The source of the CO2 is the Bravo Dome formation in northeastern New Mexico near the town of Bueyeros, an area believed to hold the purest naturally occurring source of CO2 in the US. The formation was discovered in the 1940s and, at that time, was believed to hold an estimated 11 trillion cu ft (tcf) of CO2.
A part of the 34-sq-mile reservoir is being developed by Reliant Exploration and Production, a division of Reliant Holdings, with the Atlas Copco RD20 rig. Reliant leases a CO2 field in the center of the Tubb Sandstone Formation, about 2,300-ft deep. “We call this the Rocky Mountain spring water of CO2,” said Freddie Vanderburg, chairman of Reliant Holdings. “We’re seeing tremendous demand for CO2, particularly in the oil-producing areas.
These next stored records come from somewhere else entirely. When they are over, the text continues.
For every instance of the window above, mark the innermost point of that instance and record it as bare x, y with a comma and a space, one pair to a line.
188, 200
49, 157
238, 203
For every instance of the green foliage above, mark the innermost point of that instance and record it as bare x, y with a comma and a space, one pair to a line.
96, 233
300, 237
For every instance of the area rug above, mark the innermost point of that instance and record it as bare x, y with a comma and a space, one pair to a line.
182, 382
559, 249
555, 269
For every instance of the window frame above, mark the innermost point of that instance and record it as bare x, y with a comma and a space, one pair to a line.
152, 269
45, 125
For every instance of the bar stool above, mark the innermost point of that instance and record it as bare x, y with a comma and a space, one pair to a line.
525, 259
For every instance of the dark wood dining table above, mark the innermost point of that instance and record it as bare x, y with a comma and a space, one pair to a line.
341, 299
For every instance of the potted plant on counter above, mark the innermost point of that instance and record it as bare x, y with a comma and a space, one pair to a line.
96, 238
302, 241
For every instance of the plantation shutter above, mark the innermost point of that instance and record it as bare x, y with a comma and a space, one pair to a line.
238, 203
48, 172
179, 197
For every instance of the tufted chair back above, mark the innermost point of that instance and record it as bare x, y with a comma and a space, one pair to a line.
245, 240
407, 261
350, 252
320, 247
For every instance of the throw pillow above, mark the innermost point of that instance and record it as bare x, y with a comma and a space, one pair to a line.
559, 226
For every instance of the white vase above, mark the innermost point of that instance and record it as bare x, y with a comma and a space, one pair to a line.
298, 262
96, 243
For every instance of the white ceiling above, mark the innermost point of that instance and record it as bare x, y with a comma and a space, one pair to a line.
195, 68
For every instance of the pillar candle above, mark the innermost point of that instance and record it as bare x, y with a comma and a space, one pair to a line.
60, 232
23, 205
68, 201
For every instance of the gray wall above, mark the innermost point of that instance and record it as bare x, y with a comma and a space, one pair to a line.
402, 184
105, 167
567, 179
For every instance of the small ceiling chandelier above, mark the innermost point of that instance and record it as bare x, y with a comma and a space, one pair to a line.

“Our big concern, especially in the drought-prone region where we are located, is the high volume of water being used in fracturing operations,” he continued. “With this approach, we can inject a high concentration of CO2 into the formation to enable the fluids being used in the fracturing process. With a CO2 foam frac, for example, the amount of water used is greatly reduced as it is replaced with liquid CO2.” The method has been especially valuable in clay formations that are susceptible to water and can become easily swollen to choke production.
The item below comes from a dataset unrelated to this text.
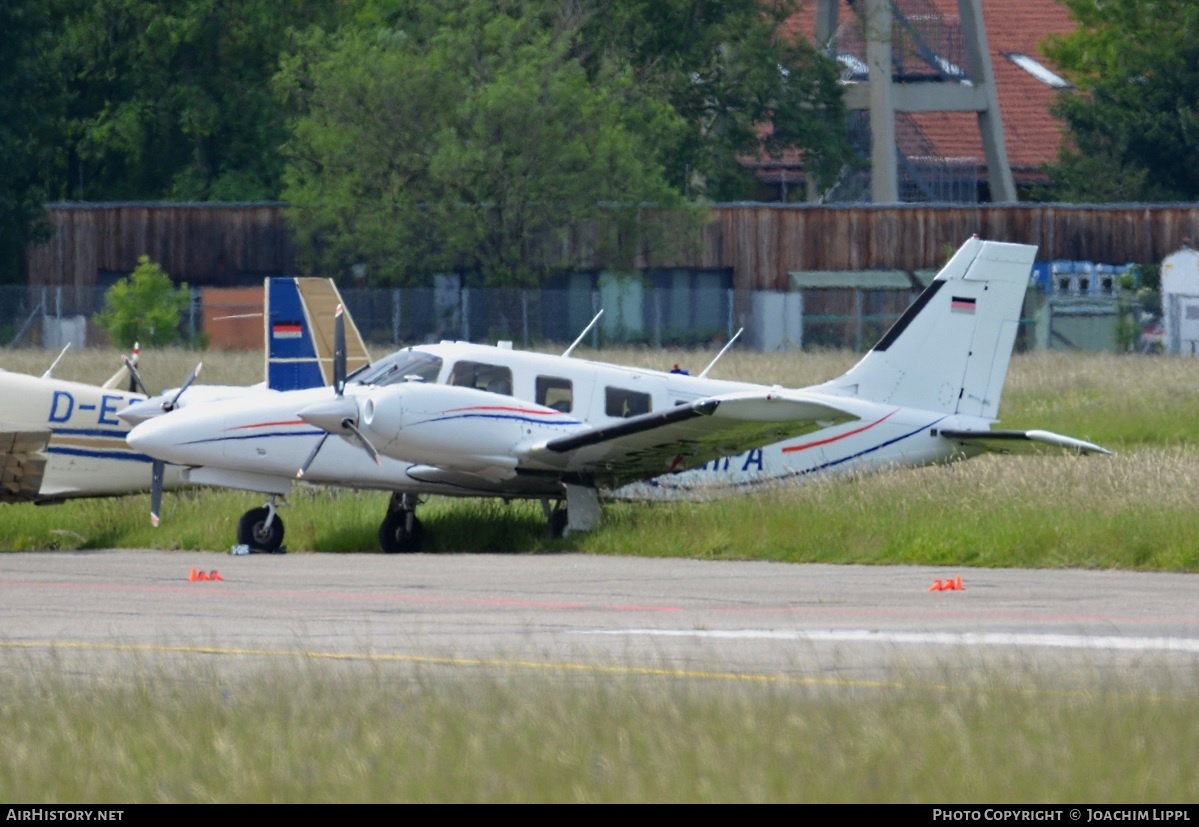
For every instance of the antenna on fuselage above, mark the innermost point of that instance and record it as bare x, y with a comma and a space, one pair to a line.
723, 350
585, 331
“CO2 allows us to get around the problem of damaging these reservoirs, reduce the amount of waste water and get the well to production sooner.”
An energized fluid
CO2 is especially suited to older, water-flooded fields, typically sandstone or limestone, for EOR and in low-pressure/low-permeability reservoirs for fracturing. Higher-pressure shale plays where horizontal drilling is common typically rely on less expensive slick water for fracturing. “CO2 is considered an energized fluid,” explained Vance Vanderburg, director of sales for Reliant Exploration. “It is pumped as a liquid, then turns to gas, so it generates a lot power as it expands in the reservoir. A ton of liquid CO2 converts to 17,198 standard cu ft of gas. When the fracturing operation is completed, the well can then be cleaned and put back online.”
For the Permian Basin, the CO2 is transported by pipeline from the Bravo Dome formation to one of several Permian Basin CO2 plants by FloCO2, another Reliant division, and stored in 250-ton, high-pressure vessels, similar to a frac tank. For hydraulic fracturing applications, the gas is liquefied and pumped directly into the formation. “Once the CO2 gets into the formation, it heats up and turns into a vapor,” Freddie Vanderburg explained.
“EOR involves tertiary stimulation, and in this case, the CO2 is injected as a vapor into the formations,” he continued. “Often, operators use a water-alternating-gas (WAG) system, first injecting water, then injecting CO2 as a gas. The properties of the CO2 help reduce the viscosity of the oil and expand it. With this method, we can bring aging oilfields back to life,” he noted. The CO2 is swallowed up by the formation, but sometimes comes back mixed in with the oil or gas, he explained. In that case, CO2 recovery units at the processing plant strip out the CO2 and prepare it for reinjection into the EOR project.
Reliant anticipates drilling an estimated 150 CO2 wells in the Bravo Dome reservoir. Because of the damaging effects of CO2 on steel, the wells are cased with a combination of 5 ½-in. fiberglass, cemented at 2,000 ft and steel for the bottom 200-300-ft section, Freddie Vanderburg said.